The result is an opinion that lacks any limiting principles. It places the nation on a slippery slope where red and blue states could now engage in tit-for-tat disqualifications. According to the Colorado Supreme Court, those decisions do not need to be based on the specific comments made by figures like Trump. Instead, it ruled, courts can now include any statements made before or after a speech to establish a “true threat.”
It was inevitable that the Trump-ballot challengers would find four jurists in one state willing to follow something like the Wilde Doctrine. However, it is also important to note that a series of Democratic jurists previously refused to do so in various cases. They did so not out of any affinity to Trump but out of their affinity to the Constitution.

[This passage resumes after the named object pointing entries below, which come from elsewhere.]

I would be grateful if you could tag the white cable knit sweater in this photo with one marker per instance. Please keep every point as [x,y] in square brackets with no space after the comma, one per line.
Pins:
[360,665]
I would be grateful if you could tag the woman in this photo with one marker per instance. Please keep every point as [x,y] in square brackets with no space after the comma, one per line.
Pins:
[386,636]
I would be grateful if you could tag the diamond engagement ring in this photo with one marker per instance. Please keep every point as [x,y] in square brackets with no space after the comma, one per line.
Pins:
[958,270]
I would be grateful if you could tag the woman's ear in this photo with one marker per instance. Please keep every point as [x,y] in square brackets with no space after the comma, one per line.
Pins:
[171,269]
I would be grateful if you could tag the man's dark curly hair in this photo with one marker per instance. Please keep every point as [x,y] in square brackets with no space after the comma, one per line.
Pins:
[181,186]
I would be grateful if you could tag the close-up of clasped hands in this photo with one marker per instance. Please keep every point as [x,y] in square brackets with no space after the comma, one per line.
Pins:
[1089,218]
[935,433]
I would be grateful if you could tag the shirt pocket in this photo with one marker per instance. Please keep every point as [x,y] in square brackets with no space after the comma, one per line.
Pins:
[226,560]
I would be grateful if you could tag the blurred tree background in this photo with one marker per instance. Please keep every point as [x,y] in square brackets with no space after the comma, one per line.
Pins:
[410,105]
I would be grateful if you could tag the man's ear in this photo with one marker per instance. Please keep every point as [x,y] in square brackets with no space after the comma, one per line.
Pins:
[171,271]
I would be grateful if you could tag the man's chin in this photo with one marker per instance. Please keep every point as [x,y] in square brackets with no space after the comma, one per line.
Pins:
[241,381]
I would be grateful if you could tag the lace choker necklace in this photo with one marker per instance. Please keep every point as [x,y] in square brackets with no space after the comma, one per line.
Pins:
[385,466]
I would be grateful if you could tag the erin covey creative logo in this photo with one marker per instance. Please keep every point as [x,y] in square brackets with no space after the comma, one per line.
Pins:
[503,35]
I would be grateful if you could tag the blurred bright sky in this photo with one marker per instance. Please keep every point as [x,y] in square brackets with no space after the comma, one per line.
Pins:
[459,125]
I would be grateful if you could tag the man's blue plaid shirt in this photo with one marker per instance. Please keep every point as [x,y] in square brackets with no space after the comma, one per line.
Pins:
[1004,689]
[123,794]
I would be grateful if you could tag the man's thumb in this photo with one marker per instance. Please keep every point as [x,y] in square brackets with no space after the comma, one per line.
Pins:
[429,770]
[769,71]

The Colorado Supreme Court has handed down the most anti-democratic opinion in decades. What is particularly galling is that these four justices stripped away the right of millions of voters to choose their preferred candidate in the name of democracy. It is like burning down a house in the name of fire safety.
The only good news is that this flawed theory can now be appealed to the U.S. Supreme Court where it is likely to be put to rest conclusively.
Commentary:
There are certain requirements that must be met to try a person in a court action. Witnesses, documents, exculpatory evidence and the privilege of the opportunity of the accused being faced by his accusers.
Judges cannot be accusers but are there to hear the case presented that never was and evaluate the evidence. The only evidence that was presented to the justices was hearsay from media outlets that have the ability of absence of malice (the opportunity to lie without fault) and not proven or even displayed. That’s not a hearing, that’s a
Kangaroo court trials created for the purpose of not giving the accused any chance to be right or wrong. Justice? Not a chance. They’re no different than vigilantes with a rope.
The minute they added the words “legally convinced,” it went out the window. My opinion can be possibly based upon gut feeling. As a judge, sworn in, their opinion has to be based upon facts. That’s what they are paid and sworn in to do. That didn’t happen.”
In other words, “To protect Democracy, we need to ban the front-running opposition candidate from the ballot. Because we’re all about Democracy.”